Bradford One in a Million free school: Fight for funds
Parents whose children were destined to go to a free school in Bradford have vowed to fight a government decision to withdraw funding for the scheme.
The One in a Million Free School lost funding after it failed to attract enough pupils.
Government cash for the institution was withdrawn a week before the doors were due to open on 3 September.
Parents want Education Secretary Michael Gove to look again at the decision.
Janet East, whose son James was due to attend the school, said she and others were not giving up the fight to get the school opened.'No answers'
She said: "We're still emailing the Department for Education but we've had no answers.
"I've not heard from any school, and I don't have a school for James.
"But we parents are still campaigning. One In A Million did everything they were asked. My heart is here - for my son's education.
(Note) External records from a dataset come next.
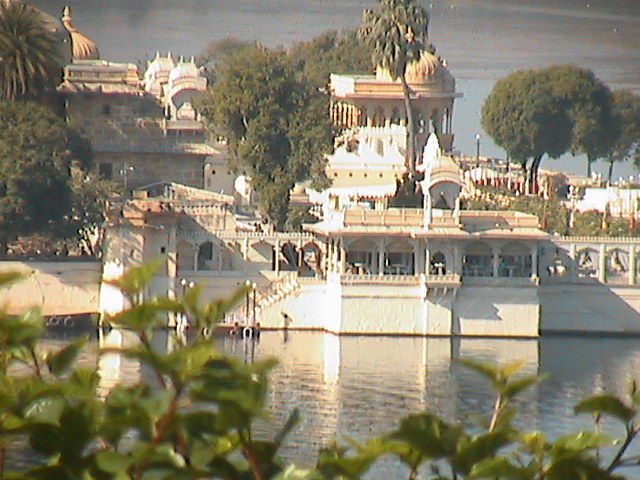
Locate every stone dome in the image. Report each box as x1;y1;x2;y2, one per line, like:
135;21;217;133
405;50;441;83
375;49;444;84
168;58;201;83
61;6;99;61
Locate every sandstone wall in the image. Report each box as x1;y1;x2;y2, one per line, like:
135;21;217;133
0;261;101;316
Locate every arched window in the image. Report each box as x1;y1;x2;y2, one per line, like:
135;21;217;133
463;242;492;277
499;242;531;277
347;239;377;274
198;241;214;269
385;240;414;275
430;251;447;275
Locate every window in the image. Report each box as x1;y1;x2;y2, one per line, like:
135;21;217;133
99;163;113;179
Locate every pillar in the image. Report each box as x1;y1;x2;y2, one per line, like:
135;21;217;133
629;245;636;285
377;239;385;275
339;239;346;274
275;239;281;276
193;244;199;272
412;240;421;275
598;243;607;283
491;246;500;277
425;243;431;276
531;245;538;278
569;243;577;279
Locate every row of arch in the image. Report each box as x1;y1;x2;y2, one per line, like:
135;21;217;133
340;239;536;278
330;102;454;135
175;238;324;275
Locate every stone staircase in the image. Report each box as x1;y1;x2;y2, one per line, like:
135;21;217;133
224;272;301;327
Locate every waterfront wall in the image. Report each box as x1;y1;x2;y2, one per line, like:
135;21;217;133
0;261;101;316
259;276;541;337
540;284;640;334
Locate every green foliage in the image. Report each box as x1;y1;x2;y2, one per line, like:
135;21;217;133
358;0;431;173
542;65;618;177
0;2;63;101
198;44;333;231
609;90;640;179
481;69;572;192
0;101;103;252
288;30;371;89
3;266;640;479
482;65;622;187
462;185;640;237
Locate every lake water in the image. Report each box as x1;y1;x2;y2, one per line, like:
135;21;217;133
26;328;640;479
30;0;640;178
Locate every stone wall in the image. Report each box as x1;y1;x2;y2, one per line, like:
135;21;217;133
0;261;101;315
95;151;204;190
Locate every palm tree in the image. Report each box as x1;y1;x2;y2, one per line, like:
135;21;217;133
0;1;63;101
358;0;429;174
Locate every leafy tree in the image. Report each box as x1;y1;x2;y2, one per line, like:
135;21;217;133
0;101;96;253
358;0;430;174
3;264;640;479
0;1;63;101
288;29;371;89
481;70;572;193
198;44;332;231
607;90;640;182
196;36;255;83
542;65;618;178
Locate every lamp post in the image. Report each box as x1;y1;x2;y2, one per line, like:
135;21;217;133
475;134;481;169
178;278;194;331
121;163;135;199
244;280;251;322
251;282;257;326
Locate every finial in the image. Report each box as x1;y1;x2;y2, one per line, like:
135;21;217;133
61;5;74;30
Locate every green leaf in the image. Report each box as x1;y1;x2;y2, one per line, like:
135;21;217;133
467;457;532;480
274;408;300;450
502;374;545;399
46;335;87;376
94;450;134;474
317;452;378;480
0;271;23;289
457;358;501;384
389;413;463;459
552;431;614;453
271;463;322;480
105;259;164;298
452;431;511;475
574;394;636;423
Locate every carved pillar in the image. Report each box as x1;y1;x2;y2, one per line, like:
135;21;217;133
492;245;500;277
598;243;607;283
275;239;281;276
630;245;636;285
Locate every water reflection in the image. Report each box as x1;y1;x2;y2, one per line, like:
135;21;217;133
35;329;640;478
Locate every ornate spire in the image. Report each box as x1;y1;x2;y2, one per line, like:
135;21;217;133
62;6;99;61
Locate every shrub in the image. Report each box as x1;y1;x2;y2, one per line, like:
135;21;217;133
1;264;639;479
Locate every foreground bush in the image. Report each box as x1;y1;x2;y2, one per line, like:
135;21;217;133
1;264;640;479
"Families are devastated, there is a white paper saying 'every child matters' - I'd like Michael Gove to read it."
FREE SCHOOLS - KEY FACTS
- Free schools are set up by groups of parents, teachers, charities, businesses, universities, trusts, religious or voluntary groups
- They are funded directly by central government and are not in local authority control
- Head teachers have more control over the curriculum, teachers' pay and conditions, term dates and the school day
- Free schools were much talked about in the run-up to the general election in May 2010 and are the flagship policy of the Education Secretary, Michael Gove
- Free schools must operate an inclusive, fair and transparent admissions policy and cannot be academically selective
- There are now just under 200 in England
The head teacher designate of the One In A Million school, Jez Stockill, said: "At the minute we're waiting to be involved with a meeting with the Department for Education.
"We're deeply touched by the response parents have shown.
"We have 30 sets of parents willing to go with us on our journey and we are very moved and humbled by their commitment to us."
Councillor Ralph Berry, responsible for education in the Bradford area, said: "If it was my child I would be absolutely furious.
"Somebody needs to identify what happened here, the school was told the project was on track and then suddenly somebody threw the points.
"We've got the [school] places but the children have to be introduced to those schools and some parents are not well off and have to try and turn that around in three days.
"Only a bunch of public schoolboys could make such a foul-up as this."
Previously, the Department for Education said: "Before any new schools open their doors, we have to be sure that all the conditions we set have been met.
"Setting up a free school is a difficult task and we thank One In A Million for all their hard work. We still hope that One in a Million will open in 2013."
Free schools are run by groups including faith organisations, parents' groups or charities. They are independent of local authority control and funded by central government.